Anders als in Ultima 9 hat der Tag- und Nachtzyklus Auswirkungen auf Menschen und Fauna. Sobald der Mond untergeht und allmählich wieder Sonnenlicht über die Landschaft fällt, treten die meisten Soldaten, Minenarbeiter oder Sektenjünger mit einem munteren "Wieder ein neuer Tag!" vor ihre Hütte. Dann marschieren sie zur Arbeit oder waschen sich am Tümpel. An einigen Werkstätten können Sie zugucken, wie etwa der Schmied zwischen Amboss und Wasserbad hin- und herläuft. Wenn es Nacht wird, begeben sich die Mitmenschen wieder zu ihren Behausungen und kriechen ins Bettchen. Sogar ein Teil der Tiere in Wäldern und Sümpfen ruht: Saurier legen sich hin, Blutfliegen rollen sich zum Schlafen im Wasser zusammen.

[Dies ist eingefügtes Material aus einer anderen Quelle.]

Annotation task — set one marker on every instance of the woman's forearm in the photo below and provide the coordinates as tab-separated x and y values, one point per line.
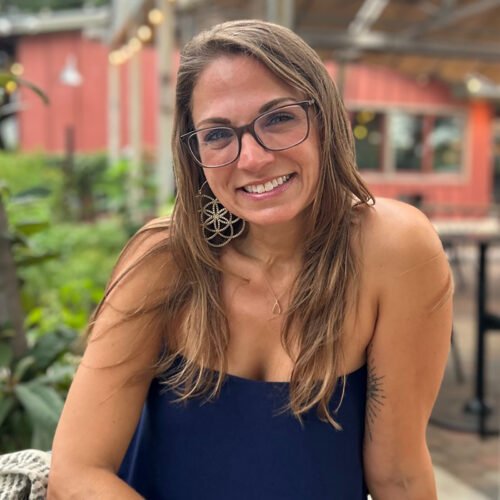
420	486
88	484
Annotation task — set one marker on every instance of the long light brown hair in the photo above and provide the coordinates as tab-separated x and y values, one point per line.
192	301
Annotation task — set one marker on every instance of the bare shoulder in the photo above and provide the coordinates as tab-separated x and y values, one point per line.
397	237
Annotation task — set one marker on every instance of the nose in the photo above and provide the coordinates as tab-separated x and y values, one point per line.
252	155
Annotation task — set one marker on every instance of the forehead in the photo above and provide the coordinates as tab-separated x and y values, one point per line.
235	87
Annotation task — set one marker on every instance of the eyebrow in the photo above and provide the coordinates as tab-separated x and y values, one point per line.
265	107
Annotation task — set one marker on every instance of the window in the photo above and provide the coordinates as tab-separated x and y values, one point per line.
368	130
445	140
407	142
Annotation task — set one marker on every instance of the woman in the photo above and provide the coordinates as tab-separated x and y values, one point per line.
272	317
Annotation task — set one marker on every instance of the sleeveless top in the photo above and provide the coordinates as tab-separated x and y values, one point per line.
238	447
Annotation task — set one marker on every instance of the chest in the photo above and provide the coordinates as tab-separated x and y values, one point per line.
255	347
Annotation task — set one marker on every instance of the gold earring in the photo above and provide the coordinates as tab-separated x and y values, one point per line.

Die (echte) Mittelalter-Rockband In Extremo gibt als Gag ein Polygon-Konzert.

Auf zum Training

Sie spielen immer den gleichen männlichen Helden, die sonst im Genre gewohnte Rassen- und Berufswahl entfällt. Anfangs haben Sie kaum etwas auf dem Kasten, steigen aber relativ schnell zum Monstermörder der Extraklasse auf. Jeder gemeuchelte Gegner und jeder erfüllte Auftrag bringt Erfahrungspunkte. Sobald Sie genug gesammelt haben und den nächsten Level erreichen, bekommen Sie einerseits ein paar Gesundheits-, andererseits auch zehn Lernpunkte. Die nutzen Sie dann bei Trainern zum Verbessern von Fähigkeiten wie Bogenschießen, Schlösseröffnen oder Schleichen. Wenn Sie Ihre Fertigkeiten mit Einhand-Prügelinstrumenten verbessern, schlagen sie damit sowohl schneller als auch eleganter zu - was deutlich zu sehen ist. Außerdem haben Sie die Attribute Stärke, Geschicklichkeit und Mana. Obendrauf gibt's ein paar Spezialbegabungen, zu deren Ausbau Sie ebenfalls Lernpunkte benötigen. Beispielsweise können Sie dann bei erlegten Tieren die Krallen oder das Fell einsacken und teuer verkaufen. Das Rollenspielsystem ist zwar nicht so ausgefeilt wie in Balkdur's Gate 2, funktioniert aber tadellos. Sie stehen immer wieder vor der Alternative, ob Sie lieber Waffengeschick oder Magiekünste verbessern, und bemerken diese Entscheidungen umgehend im Kampf.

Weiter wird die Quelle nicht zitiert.